WxGuy1 wrote:Doesn't seem unreasonable to me, and I wouldn't call that "rapid deepening" if you are referring to the Great Lakes low? It bottoms out at 1010mb (per the 12z GFS), which is certainly nothing spectacular.... A surge of cooler air across the upper MS River valley and some WAA over the eastern Great Lakes will increase the thermal gradient across the region. Thermal wind relation tells us that this will increase flow aloft (which the models prog) and intensify the vorticity aloft across the central Great Lakes as this occurs. This vort max slides eastward with time, as warm-air advection continues across the eastern Great Lakes. There isn't a whole lot of support from transverse circulations in the upper-levels (though the surface low is near the right-entrance region of the upper-level jet streak), but the thermal and vorticity advection patterns make it plausible that a low (especially a weak low as the GFS indicates) will develop across the Great Lakes. Given the thermal gradient in place, I wouldn't be surprised if the low is going to be stronger than the GFS progs now, though the model can certainly quantify the cyclogenesis process much easier than I can!

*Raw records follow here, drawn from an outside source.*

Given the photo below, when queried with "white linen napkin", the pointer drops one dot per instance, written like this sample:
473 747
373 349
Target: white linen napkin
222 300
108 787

Good points. Actually, I misinterpreted what I was trying to say. By "rapid deepening", I meant that the low showed a short but quick spurt of some deepening. I know it doesn't qualify as rapid deepening, nor do the synoptics and thermal gradient indicate it as rapid deepening, but it was simply a brain freeze while searching for as best a description as to what I was trying to describe.
I never said that an eastern CONUS/Eastern Seaboard landfall was likely, but that it was more along the lines of a 50/50 possibility in my opinion, based on my interpretation of the synoptics and viewing of model initializations and surface maps/loops. It was also an analysis of, if the 50% chance of an Eastern Seaboard impact occurs, which general paths might be most likely.